Big data, machine learning and the Internet of Things all face a similar problem: limited computer resources. This might be surprising - we expect IoT algorithms to run on tiny microcontrollers, but we use powerful server clusters for machine learning. The truth is that in both cases, we are asking the system to process way more information than it can easily deal with.

A microcontroller might buckle under the weight of a few iPhone images, but even a beefy GPU will struggle with today’s deep learning workloads. Applications are straining devices to the limit, but we can’t just wait for better hardware - Moore’s Law is on life support, and application-specific computers are expensive. It’s clear that we need to make better use of the resources we have.

Cue the clever algorithms.

Sketching algorithms are designed to turn massive datasets into a tiny summary. That summary is called a sketch, and it’s often much smaller than the original dataset.

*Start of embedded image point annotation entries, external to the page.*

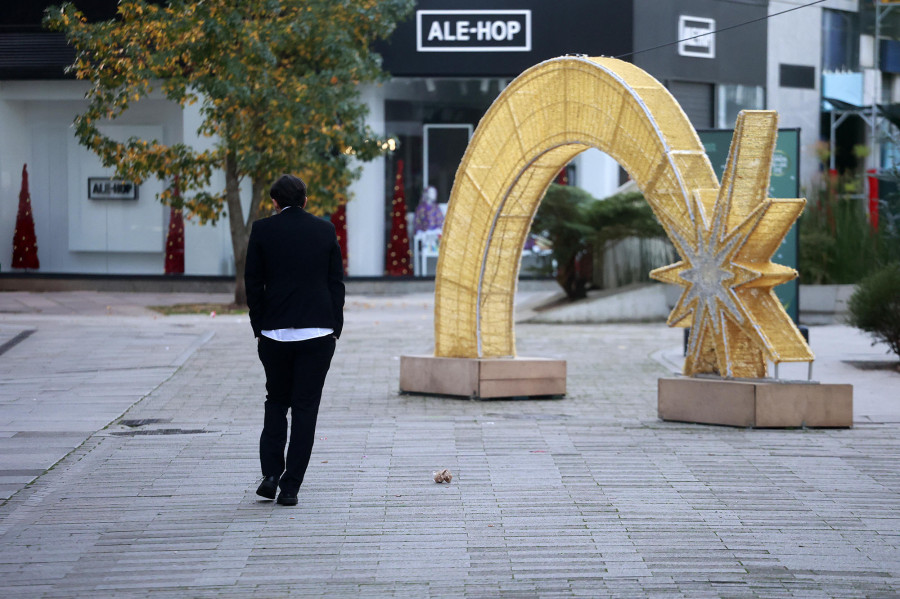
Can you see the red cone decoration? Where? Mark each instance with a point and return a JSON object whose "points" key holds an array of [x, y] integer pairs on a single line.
{"points": [[24, 239], [397, 259], [175, 240], [339, 220]]}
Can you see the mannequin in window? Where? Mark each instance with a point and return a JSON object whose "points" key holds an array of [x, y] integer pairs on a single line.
{"points": [[428, 213]]}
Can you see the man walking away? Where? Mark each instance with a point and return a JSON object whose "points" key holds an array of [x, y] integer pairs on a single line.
{"points": [[295, 292]]}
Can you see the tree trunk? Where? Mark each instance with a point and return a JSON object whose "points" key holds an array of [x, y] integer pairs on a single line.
{"points": [[240, 232]]}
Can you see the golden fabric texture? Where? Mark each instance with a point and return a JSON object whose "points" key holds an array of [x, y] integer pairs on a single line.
{"points": [[725, 235]]}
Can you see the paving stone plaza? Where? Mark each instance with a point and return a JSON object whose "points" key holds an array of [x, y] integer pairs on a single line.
{"points": [[128, 465]]}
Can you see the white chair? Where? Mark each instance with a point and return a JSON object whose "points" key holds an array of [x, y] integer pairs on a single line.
{"points": [[425, 245]]}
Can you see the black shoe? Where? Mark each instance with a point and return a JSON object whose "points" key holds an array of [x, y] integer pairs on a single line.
{"points": [[268, 487], [285, 498]]}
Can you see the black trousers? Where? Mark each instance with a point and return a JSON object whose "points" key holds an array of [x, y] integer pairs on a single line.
{"points": [[295, 374]]}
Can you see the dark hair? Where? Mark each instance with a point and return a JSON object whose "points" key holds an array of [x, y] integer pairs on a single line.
{"points": [[288, 190]]}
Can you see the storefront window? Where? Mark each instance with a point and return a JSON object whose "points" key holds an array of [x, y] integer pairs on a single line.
{"points": [[433, 120], [734, 98], [840, 41]]}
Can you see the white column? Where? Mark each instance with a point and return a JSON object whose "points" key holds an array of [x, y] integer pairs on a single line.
{"points": [[597, 173], [207, 248], [365, 211]]}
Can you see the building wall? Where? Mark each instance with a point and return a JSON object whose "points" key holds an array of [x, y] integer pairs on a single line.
{"points": [[795, 39], [365, 211], [78, 234]]}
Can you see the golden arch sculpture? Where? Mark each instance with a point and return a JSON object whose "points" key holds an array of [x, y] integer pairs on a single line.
{"points": [[725, 234]]}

Sketches save time because they throw away small details that you might not need to process, while keeping the high-level features of your data. Precision is a resource, and sketches trade precise answers for efficiency.

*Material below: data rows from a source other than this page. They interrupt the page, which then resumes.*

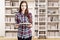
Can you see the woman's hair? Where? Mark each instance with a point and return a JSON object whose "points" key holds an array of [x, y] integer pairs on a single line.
{"points": [[26, 11]]}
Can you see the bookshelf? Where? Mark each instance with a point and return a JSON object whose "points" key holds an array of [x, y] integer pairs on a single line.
{"points": [[47, 24], [11, 7]]}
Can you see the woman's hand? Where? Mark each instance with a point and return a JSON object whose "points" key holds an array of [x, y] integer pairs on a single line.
{"points": [[29, 25]]}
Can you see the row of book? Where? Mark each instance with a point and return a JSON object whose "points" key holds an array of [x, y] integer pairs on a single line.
{"points": [[53, 4], [10, 26], [10, 19], [52, 26], [53, 34], [11, 11], [53, 18], [53, 11]]}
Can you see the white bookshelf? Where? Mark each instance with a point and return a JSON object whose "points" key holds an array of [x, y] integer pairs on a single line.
{"points": [[47, 16], [11, 7]]}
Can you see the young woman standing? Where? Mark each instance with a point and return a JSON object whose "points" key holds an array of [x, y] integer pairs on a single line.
{"points": [[23, 16]]}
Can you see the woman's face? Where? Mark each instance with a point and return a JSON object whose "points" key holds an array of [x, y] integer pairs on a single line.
{"points": [[23, 6]]}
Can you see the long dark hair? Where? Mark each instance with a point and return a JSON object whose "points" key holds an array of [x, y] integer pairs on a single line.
{"points": [[26, 11]]}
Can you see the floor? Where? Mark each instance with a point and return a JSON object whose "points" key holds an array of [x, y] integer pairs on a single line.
{"points": [[3, 38]]}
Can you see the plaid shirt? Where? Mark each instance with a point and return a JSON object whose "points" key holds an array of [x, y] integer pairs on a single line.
{"points": [[23, 30]]}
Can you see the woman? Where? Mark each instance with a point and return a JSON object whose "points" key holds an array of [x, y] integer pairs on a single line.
{"points": [[24, 31]]}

Sketching algorithms are like ultralight airplanes.

Normal planes cost millions of dollars. Ultralight planes cost about $10k.

Normal planes need tons of infrastructure. Ultralight planes need a small garage.

Normal planes have comfortable seats. Ultralight planes have *open cockpits*.

But if you’re taking aerial photographs, you’ll get the same view from an ultralight as you would from a private jet. Sketching algorithms will give you the same big-picture insights that you would get from an exact approach with expensive hardware, but at a much lower cost. The downside is that there might not be a sketch that can do the kind of analysis you need. Just as the goal of an ultralight plane is to get you airborne without any extra features, most sketches can only answer one specific kind of question.

Here is a (non-exhaustive) list of questions that we can answer:

**Bloom Filters:**Ask whether the dataset contains a particular object**Count Min Sketch:**Identify the most common objects in a dataset**HyperLogLog:**Estimate the number of unique items**RACE Sketch:**Approximate the probability density of the dataset**STORM Sketch:**Train linear regression and classification models

It pays to develop some intuition for these sketching algorithms before deploying them in production. Most sketches have a mathematical theory that describes the balance between computation, memory and precision. Once you know the tradeoffs, you can see some crazy performance numbers. For example, we have used Bloom filters to index 170 TB of genetic data in 14 hours, and we use the RACE sketch to filter thousands of metagenomic sequences per second.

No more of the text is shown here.